I elected to do the Alixpartners Tribehacks Challenge to gain more experience in MySQL and data analysis on large data sets
What it does
The challenge was to create and analyze a database and tables regarding fraud transactions, then visualize and report the data
How I built it
I used MySQL and Python.
Challenges I ran into
The very first challenge that I ran into was in Step 0. I had difficulty creating the MySQL tables. I was able to create the Fraud MySQL table, after a learning curve, but wasn't able to directly apply that methodology to the Untagged table. This was because the untagged data wasn't preprocessed and some rows had too much or too few information (determining the root of this problem took several hours and involved a lot of debugging). Once I narrowed down the cause of the problem, I spent time researching the LOAD DATA LOCAL INFILE command to determine if I could correct the problem with command parameters. This was not possible. To solve the issue, I elected to preprocess each CSV file and remove any row that didn't have exactly 55 columns (this number was determined by the number of headers - and thus the number of table columns). I did this using the CSV python package. I moved problem columns to reject files so the data could be examined at a later time. After this preprocessing, I was able to create the tables.
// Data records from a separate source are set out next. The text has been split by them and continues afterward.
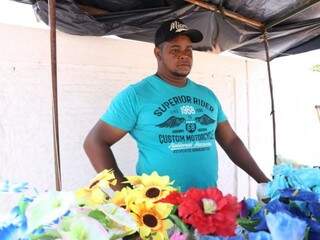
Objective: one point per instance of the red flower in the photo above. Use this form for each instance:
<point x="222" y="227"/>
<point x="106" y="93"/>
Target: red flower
<point x="174" y="198"/>
<point x="209" y="211"/>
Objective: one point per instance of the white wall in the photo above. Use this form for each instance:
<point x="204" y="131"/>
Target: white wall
<point x="91" y="70"/>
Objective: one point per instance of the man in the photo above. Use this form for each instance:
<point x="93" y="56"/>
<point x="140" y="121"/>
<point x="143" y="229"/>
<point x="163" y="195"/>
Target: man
<point x="174" y="120"/>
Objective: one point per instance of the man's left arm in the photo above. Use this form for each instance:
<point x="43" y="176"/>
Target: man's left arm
<point x="237" y="152"/>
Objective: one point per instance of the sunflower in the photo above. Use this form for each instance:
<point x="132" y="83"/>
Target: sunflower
<point x="125" y="197"/>
<point x="91" y="196"/>
<point x="152" y="187"/>
<point x="152" y="219"/>
<point x="104" y="179"/>
<point x="96" y="193"/>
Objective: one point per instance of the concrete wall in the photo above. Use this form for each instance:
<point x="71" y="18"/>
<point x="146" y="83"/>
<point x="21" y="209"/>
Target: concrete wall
<point x="91" y="70"/>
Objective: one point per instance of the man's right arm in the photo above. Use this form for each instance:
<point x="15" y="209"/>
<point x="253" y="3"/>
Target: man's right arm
<point x="97" y="146"/>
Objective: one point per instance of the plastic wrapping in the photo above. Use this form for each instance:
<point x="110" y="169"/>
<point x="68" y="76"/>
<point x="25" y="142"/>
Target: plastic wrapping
<point x="138" y="20"/>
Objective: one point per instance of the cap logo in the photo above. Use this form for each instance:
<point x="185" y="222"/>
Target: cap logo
<point x="178" y="27"/>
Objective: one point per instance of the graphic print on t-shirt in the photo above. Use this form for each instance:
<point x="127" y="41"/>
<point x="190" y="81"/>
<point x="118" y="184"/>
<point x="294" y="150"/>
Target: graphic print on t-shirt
<point x="189" y="123"/>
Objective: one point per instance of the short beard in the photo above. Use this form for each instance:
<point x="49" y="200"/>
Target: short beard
<point x="178" y="74"/>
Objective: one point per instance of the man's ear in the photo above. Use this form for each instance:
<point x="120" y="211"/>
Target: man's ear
<point x="157" y="53"/>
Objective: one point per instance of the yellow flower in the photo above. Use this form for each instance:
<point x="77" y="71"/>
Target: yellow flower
<point x="125" y="197"/>
<point x="91" y="196"/>
<point x="153" y="187"/>
<point x="96" y="193"/>
<point x="104" y="179"/>
<point x="152" y="219"/>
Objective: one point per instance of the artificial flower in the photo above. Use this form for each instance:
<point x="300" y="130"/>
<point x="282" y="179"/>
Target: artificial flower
<point x="261" y="235"/>
<point x="152" y="219"/>
<point x="125" y="197"/>
<point x="120" y="216"/>
<point x="252" y="217"/>
<point x="286" y="176"/>
<point x="283" y="227"/>
<point x="82" y="228"/>
<point x="209" y="211"/>
<point x="153" y="187"/>
<point x="174" y="198"/>
<point x="178" y="236"/>
<point x="47" y="208"/>
<point x="96" y="194"/>
<point x="91" y="196"/>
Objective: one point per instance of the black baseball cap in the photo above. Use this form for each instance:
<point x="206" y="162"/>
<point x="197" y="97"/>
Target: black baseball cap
<point x="170" y="29"/>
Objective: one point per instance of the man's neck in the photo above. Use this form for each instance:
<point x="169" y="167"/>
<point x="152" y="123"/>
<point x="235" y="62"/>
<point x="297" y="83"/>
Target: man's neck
<point x="173" y="80"/>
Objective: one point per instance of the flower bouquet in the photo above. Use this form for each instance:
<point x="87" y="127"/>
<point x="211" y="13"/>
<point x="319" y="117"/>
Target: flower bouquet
<point x="152" y="208"/>
<point x="290" y="210"/>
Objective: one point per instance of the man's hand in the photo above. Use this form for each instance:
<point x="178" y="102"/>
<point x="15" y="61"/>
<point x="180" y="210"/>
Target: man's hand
<point x="97" y="146"/>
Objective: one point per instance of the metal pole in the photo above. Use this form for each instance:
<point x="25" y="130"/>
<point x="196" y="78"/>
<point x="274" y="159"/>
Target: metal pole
<point x="287" y="14"/>
<point x="53" y="47"/>
<point x="317" y="107"/>
<point x="266" y="45"/>
<point x="248" y="21"/>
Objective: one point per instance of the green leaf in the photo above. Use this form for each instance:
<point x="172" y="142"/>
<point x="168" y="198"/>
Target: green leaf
<point x="101" y="217"/>
<point x="256" y="209"/>
<point x="248" y="224"/>
<point x="48" y="235"/>
<point x="179" y="223"/>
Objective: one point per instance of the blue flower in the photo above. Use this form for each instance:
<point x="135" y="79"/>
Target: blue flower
<point x="262" y="235"/>
<point x="299" y="195"/>
<point x="207" y="237"/>
<point x="283" y="227"/>
<point x="6" y="186"/>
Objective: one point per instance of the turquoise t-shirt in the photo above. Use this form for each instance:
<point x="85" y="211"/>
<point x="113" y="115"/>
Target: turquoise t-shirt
<point x="174" y="128"/>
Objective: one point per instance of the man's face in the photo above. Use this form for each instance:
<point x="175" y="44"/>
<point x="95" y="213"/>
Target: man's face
<point x="175" y="56"/>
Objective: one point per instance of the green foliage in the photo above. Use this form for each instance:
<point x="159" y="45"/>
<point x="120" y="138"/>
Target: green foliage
<point x="316" y="68"/>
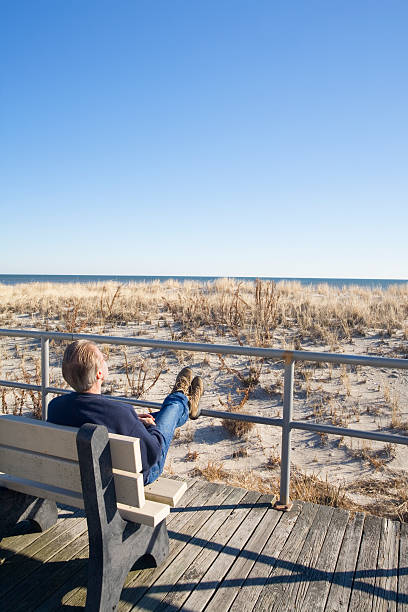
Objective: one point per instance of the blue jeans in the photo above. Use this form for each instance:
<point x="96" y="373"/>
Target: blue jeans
<point x="173" y="413"/>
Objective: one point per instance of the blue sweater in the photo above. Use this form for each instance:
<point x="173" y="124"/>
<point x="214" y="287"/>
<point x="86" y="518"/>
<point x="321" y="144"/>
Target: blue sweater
<point x="76" y="409"/>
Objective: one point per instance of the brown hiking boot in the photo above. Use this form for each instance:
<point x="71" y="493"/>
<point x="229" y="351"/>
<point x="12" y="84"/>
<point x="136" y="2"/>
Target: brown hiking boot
<point x="183" y="381"/>
<point x="196" y="391"/>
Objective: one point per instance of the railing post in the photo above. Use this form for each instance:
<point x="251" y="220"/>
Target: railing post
<point x="45" y="375"/>
<point x="284" y="502"/>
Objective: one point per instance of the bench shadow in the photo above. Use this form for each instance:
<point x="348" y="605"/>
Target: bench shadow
<point x="31" y="576"/>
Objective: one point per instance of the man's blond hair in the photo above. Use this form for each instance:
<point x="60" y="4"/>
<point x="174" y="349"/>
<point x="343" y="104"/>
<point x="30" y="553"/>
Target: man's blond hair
<point x="80" y="365"/>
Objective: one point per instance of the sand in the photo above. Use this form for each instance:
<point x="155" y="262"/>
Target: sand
<point x="373" y="399"/>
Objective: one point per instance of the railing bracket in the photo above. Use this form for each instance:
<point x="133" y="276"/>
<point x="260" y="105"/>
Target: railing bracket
<point x="283" y="507"/>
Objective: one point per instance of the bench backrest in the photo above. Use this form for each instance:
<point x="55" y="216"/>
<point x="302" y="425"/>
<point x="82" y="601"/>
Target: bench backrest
<point x="41" y="459"/>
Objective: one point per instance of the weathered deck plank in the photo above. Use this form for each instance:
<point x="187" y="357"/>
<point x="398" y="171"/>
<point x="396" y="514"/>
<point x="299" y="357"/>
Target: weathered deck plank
<point x="364" y="578"/>
<point x="291" y="598"/>
<point x="195" y="495"/>
<point x="257" y="577"/>
<point x="321" y="573"/>
<point x="386" y="579"/>
<point x="198" y="554"/>
<point x="29" y="560"/>
<point x="340" y="589"/>
<point x="239" y="535"/>
<point x="284" y="572"/>
<point x="249" y="555"/>
<point x="181" y="532"/>
<point x="74" y="587"/>
<point x="403" y="570"/>
<point x="229" y="551"/>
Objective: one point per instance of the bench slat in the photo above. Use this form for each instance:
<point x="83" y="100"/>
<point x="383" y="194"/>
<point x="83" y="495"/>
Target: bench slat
<point x="166" y="491"/>
<point x="60" y="441"/>
<point x="57" y="494"/>
<point x="62" y="473"/>
<point x="151" y="514"/>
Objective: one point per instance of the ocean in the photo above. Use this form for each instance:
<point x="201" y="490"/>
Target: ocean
<point x="14" y="279"/>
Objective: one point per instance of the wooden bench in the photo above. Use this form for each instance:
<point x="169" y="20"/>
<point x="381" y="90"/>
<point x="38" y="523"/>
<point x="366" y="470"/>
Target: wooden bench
<point x="42" y="463"/>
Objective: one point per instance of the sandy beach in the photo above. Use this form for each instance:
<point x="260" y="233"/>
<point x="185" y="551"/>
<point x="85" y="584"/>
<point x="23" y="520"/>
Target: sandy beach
<point x="355" y="473"/>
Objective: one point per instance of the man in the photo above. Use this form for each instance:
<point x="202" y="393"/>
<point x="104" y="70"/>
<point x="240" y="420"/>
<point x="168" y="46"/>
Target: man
<point x="85" y="369"/>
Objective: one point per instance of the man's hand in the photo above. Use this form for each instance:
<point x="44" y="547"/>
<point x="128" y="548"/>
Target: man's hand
<point x="147" y="419"/>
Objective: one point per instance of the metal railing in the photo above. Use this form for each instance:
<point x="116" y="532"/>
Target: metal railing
<point x="288" y="357"/>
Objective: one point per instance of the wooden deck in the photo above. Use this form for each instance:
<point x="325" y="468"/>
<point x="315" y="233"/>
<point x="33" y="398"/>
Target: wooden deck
<point x="229" y="551"/>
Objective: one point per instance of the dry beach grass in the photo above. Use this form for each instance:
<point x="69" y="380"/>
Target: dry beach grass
<point x="327" y="469"/>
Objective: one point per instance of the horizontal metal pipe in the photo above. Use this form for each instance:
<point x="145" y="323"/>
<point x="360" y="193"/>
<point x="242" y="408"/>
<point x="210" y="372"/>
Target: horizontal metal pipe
<point x="235" y="416"/>
<point x="238" y="416"/>
<point x="218" y="349"/>
<point x="352" y="433"/>
<point x="9" y="383"/>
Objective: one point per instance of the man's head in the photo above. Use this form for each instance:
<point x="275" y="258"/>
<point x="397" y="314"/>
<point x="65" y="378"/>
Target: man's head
<point x="84" y="367"/>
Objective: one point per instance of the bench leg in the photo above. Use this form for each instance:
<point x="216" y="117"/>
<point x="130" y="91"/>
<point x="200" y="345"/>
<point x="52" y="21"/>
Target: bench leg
<point x="107" y="572"/>
<point x="16" y="507"/>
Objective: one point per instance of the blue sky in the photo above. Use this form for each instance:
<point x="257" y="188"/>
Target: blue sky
<point x="204" y="137"/>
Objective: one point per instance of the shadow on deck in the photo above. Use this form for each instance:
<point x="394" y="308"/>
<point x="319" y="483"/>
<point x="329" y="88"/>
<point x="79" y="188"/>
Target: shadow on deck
<point x="229" y="551"/>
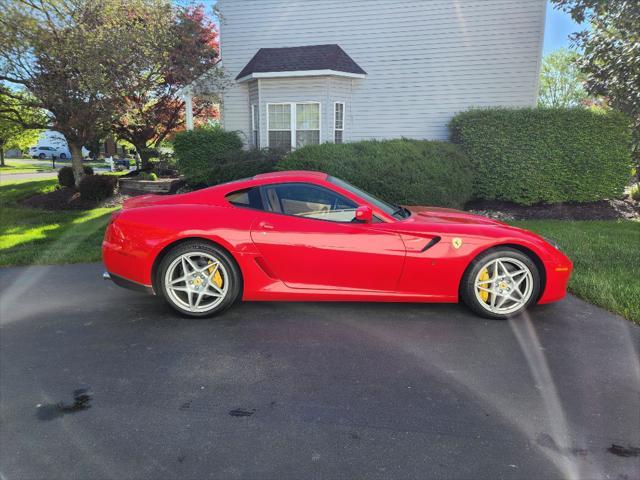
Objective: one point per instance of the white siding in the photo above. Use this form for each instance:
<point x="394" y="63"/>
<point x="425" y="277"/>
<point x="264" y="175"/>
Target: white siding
<point x="426" y="60"/>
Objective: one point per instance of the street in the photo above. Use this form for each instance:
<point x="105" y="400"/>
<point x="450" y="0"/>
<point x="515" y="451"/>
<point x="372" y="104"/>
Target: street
<point x="101" y="382"/>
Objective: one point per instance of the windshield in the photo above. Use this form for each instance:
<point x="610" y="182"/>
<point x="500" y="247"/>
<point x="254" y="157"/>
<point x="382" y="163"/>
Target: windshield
<point x="388" y="208"/>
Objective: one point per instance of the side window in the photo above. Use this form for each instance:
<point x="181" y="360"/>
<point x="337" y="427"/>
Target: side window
<point x="247" y="198"/>
<point x="310" y="201"/>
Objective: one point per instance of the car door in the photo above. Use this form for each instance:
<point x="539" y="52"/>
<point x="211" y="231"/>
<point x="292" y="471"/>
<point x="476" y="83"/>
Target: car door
<point x="308" y="238"/>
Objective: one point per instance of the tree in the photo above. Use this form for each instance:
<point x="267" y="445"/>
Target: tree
<point x="155" y="108"/>
<point x="78" y="59"/>
<point x="16" y="123"/>
<point x="561" y="81"/>
<point x="611" y="53"/>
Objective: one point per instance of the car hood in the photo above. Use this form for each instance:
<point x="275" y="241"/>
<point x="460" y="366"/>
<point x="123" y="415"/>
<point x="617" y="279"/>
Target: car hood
<point x="433" y="215"/>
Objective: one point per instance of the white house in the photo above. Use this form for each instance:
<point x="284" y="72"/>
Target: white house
<point x="309" y="71"/>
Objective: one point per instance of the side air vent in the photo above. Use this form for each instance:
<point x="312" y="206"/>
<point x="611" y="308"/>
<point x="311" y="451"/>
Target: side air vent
<point x="431" y="243"/>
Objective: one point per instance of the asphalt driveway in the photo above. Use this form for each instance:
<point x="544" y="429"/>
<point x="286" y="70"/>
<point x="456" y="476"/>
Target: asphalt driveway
<point x="100" y="382"/>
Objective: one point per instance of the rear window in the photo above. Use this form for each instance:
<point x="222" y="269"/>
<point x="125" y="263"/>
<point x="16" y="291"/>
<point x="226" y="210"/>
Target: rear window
<point x="247" y="198"/>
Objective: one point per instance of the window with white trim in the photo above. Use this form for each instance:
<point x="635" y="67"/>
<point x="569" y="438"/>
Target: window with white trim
<point x="254" y="126"/>
<point x="293" y="125"/>
<point x="338" y="122"/>
<point x="280" y="126"/>
<point x="307" y="124"/>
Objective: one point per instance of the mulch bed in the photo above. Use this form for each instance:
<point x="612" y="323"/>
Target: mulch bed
<point x="600" y="210"/>
<point x="69" y="199"/>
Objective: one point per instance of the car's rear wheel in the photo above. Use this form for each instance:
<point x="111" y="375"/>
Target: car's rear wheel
<point x="500" y="283"/>
<point x="198" y="279"/>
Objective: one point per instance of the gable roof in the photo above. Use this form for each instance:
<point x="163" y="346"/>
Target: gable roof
<point x="301" y="61"/>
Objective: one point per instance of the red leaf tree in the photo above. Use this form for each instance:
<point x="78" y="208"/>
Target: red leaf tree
<point x="187" y="53"/>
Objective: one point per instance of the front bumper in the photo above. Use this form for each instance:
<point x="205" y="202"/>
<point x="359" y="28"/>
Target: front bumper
<point x="128" y="284"/>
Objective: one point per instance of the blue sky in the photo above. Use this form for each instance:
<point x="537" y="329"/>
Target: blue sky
<point x="558" y="27"/>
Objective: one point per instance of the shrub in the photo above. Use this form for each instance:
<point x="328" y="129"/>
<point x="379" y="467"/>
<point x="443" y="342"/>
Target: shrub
<point x="550" y="155"/>
<point x="408" y="172"/>
<point x="66" y="177"/>
<point x="97" y="187"/>
<point x="202" y="153"/>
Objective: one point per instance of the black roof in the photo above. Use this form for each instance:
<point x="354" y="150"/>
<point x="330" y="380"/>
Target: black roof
<point x="296" y="59"/>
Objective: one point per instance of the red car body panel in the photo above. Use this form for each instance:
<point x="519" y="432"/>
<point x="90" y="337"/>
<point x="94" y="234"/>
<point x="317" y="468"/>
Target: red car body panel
<point x="284" y="257"/>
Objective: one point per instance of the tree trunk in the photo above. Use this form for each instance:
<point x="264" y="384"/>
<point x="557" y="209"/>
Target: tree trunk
<point x="76" y="162"/>
<point x="142" y="155"/>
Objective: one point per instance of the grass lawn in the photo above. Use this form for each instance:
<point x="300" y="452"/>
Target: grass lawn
<point x="24" y="167"/>
<point x="30" y="236"/>
<point x="605" y="258"/>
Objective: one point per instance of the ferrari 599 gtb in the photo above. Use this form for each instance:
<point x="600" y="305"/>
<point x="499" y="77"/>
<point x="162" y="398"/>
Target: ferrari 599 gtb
<point x="307" y="236"/>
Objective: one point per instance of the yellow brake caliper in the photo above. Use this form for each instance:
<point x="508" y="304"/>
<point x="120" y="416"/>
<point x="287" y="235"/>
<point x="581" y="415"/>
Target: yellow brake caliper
<point x="217" y="278"/>
<point x="484" y="276"/>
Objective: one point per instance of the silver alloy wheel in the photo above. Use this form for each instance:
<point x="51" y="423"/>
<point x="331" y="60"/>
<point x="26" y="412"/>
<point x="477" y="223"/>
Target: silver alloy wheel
<point x="503" y="285"/>
<point x="190" y="282"/>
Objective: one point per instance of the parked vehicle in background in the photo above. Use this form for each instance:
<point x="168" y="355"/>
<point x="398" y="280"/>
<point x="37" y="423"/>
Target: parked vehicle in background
<point x="46" y="152"/>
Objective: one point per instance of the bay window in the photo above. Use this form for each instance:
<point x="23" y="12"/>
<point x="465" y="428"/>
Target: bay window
<point x="293" y="125"/>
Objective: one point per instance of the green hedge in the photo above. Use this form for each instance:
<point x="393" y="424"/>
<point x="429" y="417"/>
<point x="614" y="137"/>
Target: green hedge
<point x="211" y="155"/>
<point x="408" y="172"/>
<point x="551" y="155"/>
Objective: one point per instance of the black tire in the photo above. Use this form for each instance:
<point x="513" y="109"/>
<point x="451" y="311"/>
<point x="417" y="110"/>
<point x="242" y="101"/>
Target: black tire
<point x="468" y="288"/>
<point x="233" y="276"/>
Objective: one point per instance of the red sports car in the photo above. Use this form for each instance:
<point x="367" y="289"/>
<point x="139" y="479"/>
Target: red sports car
<point x="309" y="236"/>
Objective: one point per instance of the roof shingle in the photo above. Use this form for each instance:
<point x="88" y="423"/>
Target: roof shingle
<point x="297" y="59"/>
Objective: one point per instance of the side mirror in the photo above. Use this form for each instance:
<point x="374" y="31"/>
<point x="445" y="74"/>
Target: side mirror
<point x="364" y="214"/>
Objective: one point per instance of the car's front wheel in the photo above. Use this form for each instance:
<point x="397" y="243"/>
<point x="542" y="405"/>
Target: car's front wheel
<point x="500" y="283"/>
<point x="198" y="279"/>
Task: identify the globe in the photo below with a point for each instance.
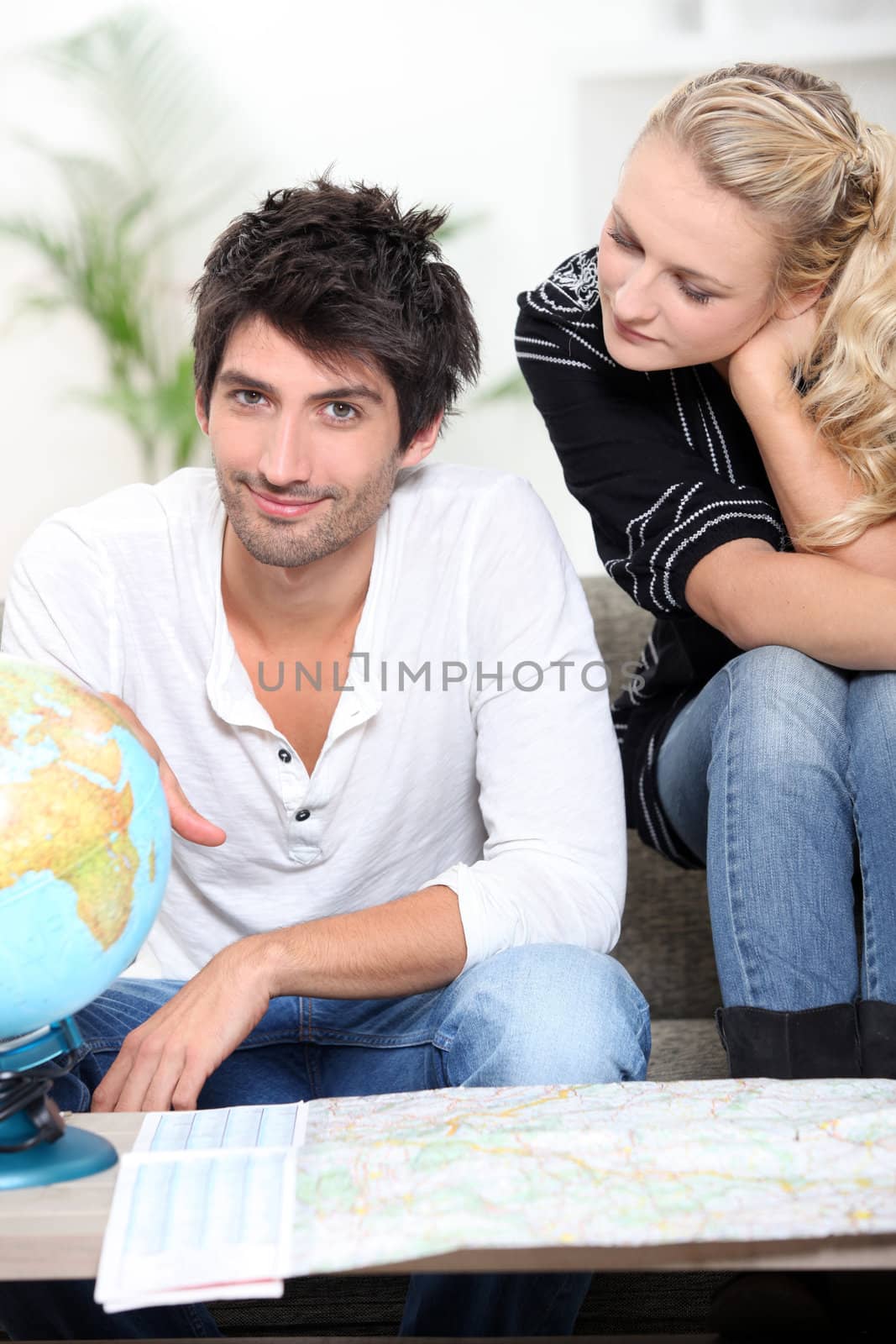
(85, 846)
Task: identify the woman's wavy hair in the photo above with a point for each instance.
(792, 147)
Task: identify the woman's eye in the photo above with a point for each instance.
(340, 410)
(694, 295)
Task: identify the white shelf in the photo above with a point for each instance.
(783, 44)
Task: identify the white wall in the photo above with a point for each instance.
(508, 108)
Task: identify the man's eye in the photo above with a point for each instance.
(340, 410)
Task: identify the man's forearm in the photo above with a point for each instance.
(401, 948)
(809, 483)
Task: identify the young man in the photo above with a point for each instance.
(376, 702)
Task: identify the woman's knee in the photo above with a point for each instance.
(547, 1014)
(782, 706)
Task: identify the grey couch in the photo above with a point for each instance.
(667, 947)
(667, 941)
(665, 944)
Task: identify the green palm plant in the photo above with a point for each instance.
(107, 257)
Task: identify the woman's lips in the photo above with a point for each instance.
(627, 333)
(281, 508)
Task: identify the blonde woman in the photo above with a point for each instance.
(718, 380)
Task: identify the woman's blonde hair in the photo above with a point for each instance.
(792, 147)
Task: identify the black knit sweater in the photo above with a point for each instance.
(668, 470)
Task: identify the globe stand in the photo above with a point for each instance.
(35, 1147)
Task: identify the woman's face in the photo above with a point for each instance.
(684, 269)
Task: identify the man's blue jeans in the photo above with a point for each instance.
(773, 773)
(530, 1015)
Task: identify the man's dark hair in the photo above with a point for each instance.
(344, 273)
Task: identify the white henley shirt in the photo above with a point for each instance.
(508, 792)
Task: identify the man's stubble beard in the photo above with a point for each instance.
(289, 543)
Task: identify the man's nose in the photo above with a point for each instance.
(288, 452)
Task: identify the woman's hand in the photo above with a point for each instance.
(768, 358)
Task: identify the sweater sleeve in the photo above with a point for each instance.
(638, 450)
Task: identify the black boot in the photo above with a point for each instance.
(878, 1038)
(813, 1043)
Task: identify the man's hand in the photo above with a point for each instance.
(184, 819)
(164, 1063)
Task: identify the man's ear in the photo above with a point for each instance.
(797, 304)
(202, 416)
(423, 443)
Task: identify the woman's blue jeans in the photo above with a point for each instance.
(530, 1015)
(773, 774)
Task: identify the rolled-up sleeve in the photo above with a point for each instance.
(547, 763)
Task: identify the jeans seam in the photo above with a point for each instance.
(869, 944)
(730, 832)
(352, 1038)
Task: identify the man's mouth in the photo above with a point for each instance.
(284, 507)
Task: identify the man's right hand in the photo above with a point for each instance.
(184, 819)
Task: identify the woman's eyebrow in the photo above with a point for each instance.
(685, 270)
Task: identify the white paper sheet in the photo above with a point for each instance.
(234, 1126)
(203, 1209)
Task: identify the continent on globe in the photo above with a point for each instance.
(85, 844)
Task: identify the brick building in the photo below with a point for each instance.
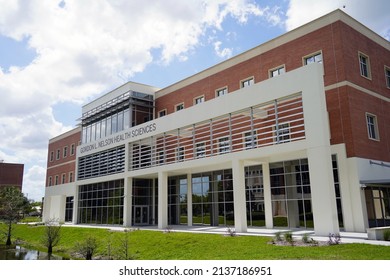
(11, 175)
(293, 133)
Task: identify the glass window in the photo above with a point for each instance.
(180, 154)
(199, 100)
(114, 123)
(221, 92)
(180, 107)
(223, 145)
(200, 150)
(108, 126)
(250, 140)
(126, 119)
(120, 121)
(364, 66)
(387, 76)
(283, 133)
(313, 58)
(372, 127)
(247, 82)
(162, 113)
(276, 72)
(93, 132)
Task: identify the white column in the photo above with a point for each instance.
(162, 200)
(127, 203)
(240, 221)
(189, 200)
(269, 221)
(322, 191)
(319, 154)
(75, 205)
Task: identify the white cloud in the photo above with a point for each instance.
(85, 48)
(32, 182)
(374, 14)
(224, 53)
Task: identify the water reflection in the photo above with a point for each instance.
(20, 253)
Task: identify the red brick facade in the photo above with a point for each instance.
(349, 95)
(11, 175)
(61, 162)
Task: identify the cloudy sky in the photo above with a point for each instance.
(57, 55)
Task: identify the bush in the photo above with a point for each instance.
(87, 247)
(288, 237)
(386, 235)
(305, 238)
(334, 239)
(278, 236)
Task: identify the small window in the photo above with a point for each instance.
(221, 92)
(247, 82)
(387, 76)
(372, 127)
(223, 145)
(199, 100)
(314, 58)
(162, 113)
(180, 153)
(277, 71)
(282, 133)
(179, 107)
(364, 64)
(250, 140)
(161, 157)
(65, 152)
(200, 150)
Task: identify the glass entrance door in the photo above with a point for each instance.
(141, 215)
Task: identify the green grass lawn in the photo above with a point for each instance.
(157, 245)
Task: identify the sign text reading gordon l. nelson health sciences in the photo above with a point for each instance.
(119, 138)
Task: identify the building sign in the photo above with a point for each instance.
(119, 138)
I ran into difficulty on Step 1 with the tagging process. I was able to create an extra tag column and initialize it to 0 with relatively little issue. But, I had trouble tagging rows (entries) in the untagged data who had matching accountIDs with flagged data. The code that I created didn't appear to terminate, leading me to believe that the code was incorrect. I tried executing it on a smaller number of rows as a test using the MySQL workbench, but the workbench kept dropping the connection. This led me to believe that the code was incorrect and I decided to explore other options. However, on a hunch, I decided to let the code run in the background while I researched a solution. This turned out to be fortuitous. The code finally completed in a little over an hour and the initial flagging was correct.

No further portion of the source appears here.